Training \\ Opponent	Random Player	Perfect Player	Near-perfect Player
No Training	59 / 13 / 28	0 / 24 / 76	27 / 19 / 53
Random Player	86 / 8 / 6	0 / 28 / 72	50 / 20 / 30
Perfect Player	71 / 15 / 14	0 / 100 / 0	38 / 48 / 14
Near-perfect Player	90 / 8 / 2	0 / 99 / 1	56 / 42 / 2

Each row corresponds to a training regime. Each column corresponds to an opponent. Each cell shows the percentage of wins / draws/ losses.

You can see Brooks confirmed the result we found earlier: in totally random play, the first player has a 59% chance of winning, a 13% chance of a draw and a 28% chance of a loss. Going across the first row, MENACE with no training will never win against a Perfect Player, and will win 27% of the time against the Near-perfect Player.

If trained against a Random Player, the machine learning sees enough wins that it does quite well against a Random Player and a Near-perfect Player, but does almost no better than a random player against the Perfect Player.

When trained against the Perfect Player, MENACE learns how to draw! But it doesn’t do that well against a Near-Perfect Player as the machine learning has simply never been exposed to a winning game.

MENACE does best when trained with the Near-perfect Player. In this training regime, the algorithm is exposed to wins, losses and draws.

The bottom line: MENACE’s performance is very dependent on the training set!

Lessons Learnt

Running a reinforcement learning algorithm to play Tic Tac Toe demonstrates a number of important issues that arise in most machine learning use-cases. First, the learning algorithm is very prescribed: there are 304 matchboxes, and a total of 1087 different matchbox/color combinations (=number of logically equivalent board states * number of legal moves available to each). All the algorithm can do is adjust those 1087 parameters that were set up by the developer. The algorithm can’t “think outside the box” (pun intended).

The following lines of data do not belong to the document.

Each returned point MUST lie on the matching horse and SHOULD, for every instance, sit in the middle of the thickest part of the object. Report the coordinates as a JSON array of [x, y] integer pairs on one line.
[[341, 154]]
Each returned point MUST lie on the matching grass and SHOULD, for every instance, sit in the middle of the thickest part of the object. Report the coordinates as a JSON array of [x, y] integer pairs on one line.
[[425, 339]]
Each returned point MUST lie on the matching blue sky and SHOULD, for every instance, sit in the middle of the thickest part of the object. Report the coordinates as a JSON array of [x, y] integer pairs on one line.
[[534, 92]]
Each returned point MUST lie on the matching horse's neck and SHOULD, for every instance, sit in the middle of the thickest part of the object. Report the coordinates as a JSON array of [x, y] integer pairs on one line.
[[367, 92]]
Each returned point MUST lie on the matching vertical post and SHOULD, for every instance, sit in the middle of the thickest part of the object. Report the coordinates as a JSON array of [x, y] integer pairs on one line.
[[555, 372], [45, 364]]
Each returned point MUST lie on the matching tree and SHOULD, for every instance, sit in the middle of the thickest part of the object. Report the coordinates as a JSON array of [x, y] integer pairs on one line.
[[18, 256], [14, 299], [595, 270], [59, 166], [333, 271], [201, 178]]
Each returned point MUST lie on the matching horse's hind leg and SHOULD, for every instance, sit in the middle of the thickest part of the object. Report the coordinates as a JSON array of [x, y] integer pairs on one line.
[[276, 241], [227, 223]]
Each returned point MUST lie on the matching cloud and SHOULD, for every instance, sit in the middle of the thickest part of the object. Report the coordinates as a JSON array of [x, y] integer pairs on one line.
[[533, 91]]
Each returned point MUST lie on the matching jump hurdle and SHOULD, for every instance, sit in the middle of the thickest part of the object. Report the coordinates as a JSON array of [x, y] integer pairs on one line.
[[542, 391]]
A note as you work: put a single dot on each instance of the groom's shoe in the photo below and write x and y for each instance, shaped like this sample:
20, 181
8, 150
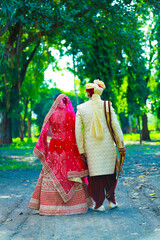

Next, the training sets were large. In the results above, Brooks ran 4,000 games per training set. For Tic Tac Toe that’s not so bad. But for other examples, there may not be enough training data to be useful. And related to that, we saw that the training set was very important, and defines how well the algorithm will perform in different situations. Another issue with this learning algorithm is that the way we implement the reinforcement is also important. Mitchie chose to credit a win with three extra beads, a draw with one extra bead, and a loss with the forfeit of the bead. What if those rules were different? That would be interesting to research, but my guess is that would also change the algorithm’s performance.